Contention from Respondent's side:

  • The counsel presented that there is enough evidence at hand to penalize all convicts.


  • The crime was pre-meditated and falls under the category of 'rarest of the rare cases.' The convicts had persuaded the prosecutrix and her friend to get inside the vacant bus with a wrongful intention.


  • The prosecutor demanded death penalty for all convicts and pleaded that 'no mercy should be shown to these merciless.' Death penalty would act as deterrent as crime against women is growing day-by-day. The convicts showed no mercy to the victim and same should be done to them.


  • Lastly, crime committed is against the society as whole hence, death-sentence is demanded.

Cases relied upon while giving judgement:

  • Bachan Singh vs State of Punjab [2]:

The Court ruled that severe depravity was a valid and specific basis for death penalty. The murder commission's overly inhumane or monstrous behaviour serves as a clear sign of perpetrator's twisted nature. Furthermore, accepting circumstances of the act and circumstances of the culprit in two separate watertight compartments is inappropriate. When a homicide involves great depravity, the argument for the death sentence becomes more compelling.


  • Ram Singh vs Sonia and Ors.[3]:

Here, it was decided that failing to apply death penalty in situation when crime was done in most disgusting and vile manner would be a failure of the judicial system.
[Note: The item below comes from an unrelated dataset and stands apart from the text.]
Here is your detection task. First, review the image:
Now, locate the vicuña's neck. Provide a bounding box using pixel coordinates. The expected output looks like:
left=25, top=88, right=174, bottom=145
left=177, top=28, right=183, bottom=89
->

  • Devender Pal Singh vs State (NCT of delhi) [4]:

The court ruled that if society's collective conscience is sufficiently outraged, then death penalty must be imposed.


  • Machhi Singh vs State of Punjab [5]:

The humanistic superstructure, according to the court, is the foundation of the idea of "reverence for life." The community is at risk if someone violates this value by killing another member. If the society's collective conscience is so horrified that the bearers of judiciary are ordered to carry out death penalty regardless of their subjective opinion on whether or not it is advantageous to keep the death penalty in place. Death penalty should be given.


  • Ajit Singh Gujal vs State of Maharashtra [6]:

It was decided that a line should be drawn between regular murders and grotesque, dreadful, or horrible killings. Although the former should receive a life sentence, the later should necessarily receive death penalty because it is one of the rarest situations.